Diatom filters can usually be rented from your LFS. This is my preferred method. Personally, I use my Magnum 350 w/Micron Cartridge coated with diatom powder. Diatom filtering removes the algae and doesn't allow it to decay in the tank. You do have to check the filter often, if you have a really bad case of GW the filter can clog pretty quick. Just clean it and start it up again. Crystal clear water usually takes from a few minutes to a couple of hours.


Method No. 3

UV Sterilizers will kill free floating algaes. They also kill free floating parasites and bacteria. They also can be problematic for extended use in a planted tank, as they will cause the “breakdown” of some important nutrients. They are expensive and don't remove the decaying material from the tank, if you can afford to keep one they are handy to have around, though not as useful IMO as a diatom filter.



Method No. 4

Adding live daphnia to your tank. This can be a bit tricky. First you need to insure that you are not adding other "pests" along with the daphnia. Second, unless you can separate the daphnia from the fish, the fish will likely consume the daphnia before the daphnia can consume all the green water.



Met No. 5

I hate the last way, the flocculents stick to the gills of fish, while not killing them it does compromise their gill function for quite a while leaving them open for other maladies.


----------



## Pooks73 (Aug 1, 2002)

okay so if i can find a diatom filter and get rid of the gw, how do i ensure that it won't come back? i'm still waiting on the macros, so i haven't started doing my ferts yet. but if the cause of gw is high NO3 and PO4, then should i be doseing that in the tank? right now i'm only running co2, and i seem to have high levels of certain things which is causing this issue. 

i'm confused...


----------



## Steve Hampton (Jul 22, 2002)

Pooks73 said:


> okay so if i can find a diatom filter and get rid of the gw, how do i ensure that it won't come back? i'm still waiting on the macros, so i haven't started doing my ferts yet. but if the cause of gw is high NO3 and PO4, then should i be doseing that in the tank? right now i'm only running co2, and i seem to have high levels of certain things which is causing this issue.
> 
> i'm confused...


Okay here is my quote again:



> The situation that causes GW (Green Water) is usually a combination of high NO3, PO4, and mixed in some NH3/NH4+.

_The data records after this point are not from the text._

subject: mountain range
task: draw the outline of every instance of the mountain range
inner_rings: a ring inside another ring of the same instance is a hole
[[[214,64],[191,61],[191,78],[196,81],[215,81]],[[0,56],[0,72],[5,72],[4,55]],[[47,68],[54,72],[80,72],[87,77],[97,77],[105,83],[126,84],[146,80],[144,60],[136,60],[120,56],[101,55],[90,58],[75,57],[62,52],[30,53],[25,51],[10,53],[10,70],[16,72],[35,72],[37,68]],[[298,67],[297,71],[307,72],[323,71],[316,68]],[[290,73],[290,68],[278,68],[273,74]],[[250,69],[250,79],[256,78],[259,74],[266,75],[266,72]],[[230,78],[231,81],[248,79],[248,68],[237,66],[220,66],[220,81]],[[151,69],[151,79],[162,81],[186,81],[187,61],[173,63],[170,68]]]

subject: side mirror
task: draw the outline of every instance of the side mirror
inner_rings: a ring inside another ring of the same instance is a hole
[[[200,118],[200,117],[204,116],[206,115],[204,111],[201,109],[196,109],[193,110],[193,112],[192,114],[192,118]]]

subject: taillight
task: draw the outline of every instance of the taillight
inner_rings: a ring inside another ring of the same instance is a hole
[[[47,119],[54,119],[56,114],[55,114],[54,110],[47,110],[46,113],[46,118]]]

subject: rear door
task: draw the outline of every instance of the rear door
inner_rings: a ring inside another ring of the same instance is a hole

High NO3 and PO4 means it's way above the amounts we dose and maintain. For NO3 you want to shoot for a 5-15ppm range. PO4 you want to shoot for 0.1-0.5ppm, higher levels up to and above 1.0ppm in very high lighting. If your NO3 and/or PO4 levels are at or above those then you do not want to add any to the tank.

*Even with levels that exceed to above amounts, green water will usually only show up if the is a sudden spike of ammonia/ammonium (NH3/NH4+). It's that NH3/NH4+ that really kicks off the GW. *And as mentioned substrate disturbance or massive pruning can trigger a sudden albeit short lived NH3/NH4+ spike...often unnoticed by the aquarist.

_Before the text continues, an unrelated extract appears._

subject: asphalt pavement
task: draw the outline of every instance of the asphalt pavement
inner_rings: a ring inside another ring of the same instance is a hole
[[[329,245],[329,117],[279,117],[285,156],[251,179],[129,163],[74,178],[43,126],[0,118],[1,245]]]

You won't be confused about adding these nutrients once you understand the issue of balance. It is weighted to both sides of the equation. Too little of any of the N-P-K or traces and you'll have the tank out of balance. Too much of any of the N-P-K or traces and you'll have the tank out of balance. When either situation occurs then algal problems are likely to follow.


----------



## Pooks73 (Aug 1, 2002)

okay so how do i know what my PO4 level is? 

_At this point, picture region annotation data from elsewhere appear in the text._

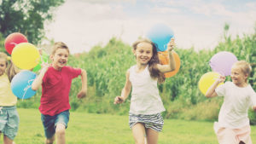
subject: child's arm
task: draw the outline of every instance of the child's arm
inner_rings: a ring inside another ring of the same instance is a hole
[[[87,72],[85,70],[81,70],[82,88],[78,94],[78,98],[83,98],[87,95]]]
[[[124,89],[122,89],[121,96],[116,96],[113,101],[113,104],[123,103],[128,97],[131,89],[131,83],[129,80],[130,78],[130,72],[127,71],[126,72],[126,82],[125,84]]]
[[[206,93],[206,97],[215,97],[217,96],[217,93],[215,92],[215,89],[217,86],[223,83],[225,80],[224,76],[219,76],[219,78],[212,84],[212,85],[208,89]]]
[[[169,65],[157,65],[157,68],[160,72],[172,72],[176,69],[176,63],[173,58],[172,50],[175,46],[174,38],[172,38],[168,43],[168,54],[169,54]]]
[[[40,71],[39,75],[36,78],[36,79],[32,84],[32,90],[38,90],[39,89],[39,87],[42,85],[44,76],[45,72],[47,72],[49,66],[49,65],[48,63],[42,64],[42,69]]]

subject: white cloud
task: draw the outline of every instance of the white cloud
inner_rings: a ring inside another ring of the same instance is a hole
[[[67,0],[60,7],[55,21],[48,27],[48,37],[63,41],[71,53],[88,51],[97,43],[105,44],[113,37],[131,44],[155,23],[165,23],[174,31],[177,44],[197,49],[214,47],[223,33],[225,22],[237,34],[252,32],[255,19],[255,3],[247,3],[247,11],[231,11],[224,5],[204,1],[151,0],[149,11],[141,15],[129,14],[121,3],[108,1]],[[119,1],[132,3],[136,1]],[[146,2],[148,3],[148,2]],[[164,6],[154,3],[163,3]],[[254,3],[254,5],[253,5]],[[129,9],[129,8],[128,8]],[[145,8],[137,8],[145,9]],[[136,9],[134,9],[136,10]],[[139,10],[139,9],[138,9]],[[136,14],[137,11],[132,11]],[[207,16],[202,16],[207,15]]]

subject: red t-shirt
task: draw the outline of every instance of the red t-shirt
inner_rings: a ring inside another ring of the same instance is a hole
[[[69,91],[72,79],[82,72],[80,68],[63,66],[61,71],[49,66],[42,84],[39,111],[44,115],[54,116],[70,109]]]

my NO3 level is about 5ppm as of two days ago. it hasn't fluxtuated at all really. the tank is very lightly stocked at the moment, so i don't really expect too much of a reading there.

the gravel was kicked up right before this happened, i did some moving around of driftwood. that probably was the culprit.


----------



## Rex Grigg (Dec 10, 2002)

One checks PO4 levels with a phosphate test kit.


----------



## Pooks73 (Aug 1, 2002)

okay i'll have to find a phosphate test kit. 

i found a place today that will rent me a diatom. all i have to pay is for the media. i'm going to pick it up on sunday, so that will hopefully help that problem.

i also got my hands on some maracyn today to treat the bga with. i'll start that routine tomorrow, hopefully it will work! 

thanks for all the help and info!


----------



## Pancake (Feb 20, 2003)

Be careful with that diatom filter media.It causes cancer and can damage your lungs if you inhale any of it.This is why diatom filters are not the best alternative and I'm surprised it's not mentioned more often because it should be.






Pancake


----------



## newplantguy (Nov 6, 2002)

Actually, a diatom filter isn’t as super expensive as you might think. Last time I checked you can get a D1 at Petsmart online for about $69 + shipping. Still, not cheap but the best accessory investment I have ever made for my tanks.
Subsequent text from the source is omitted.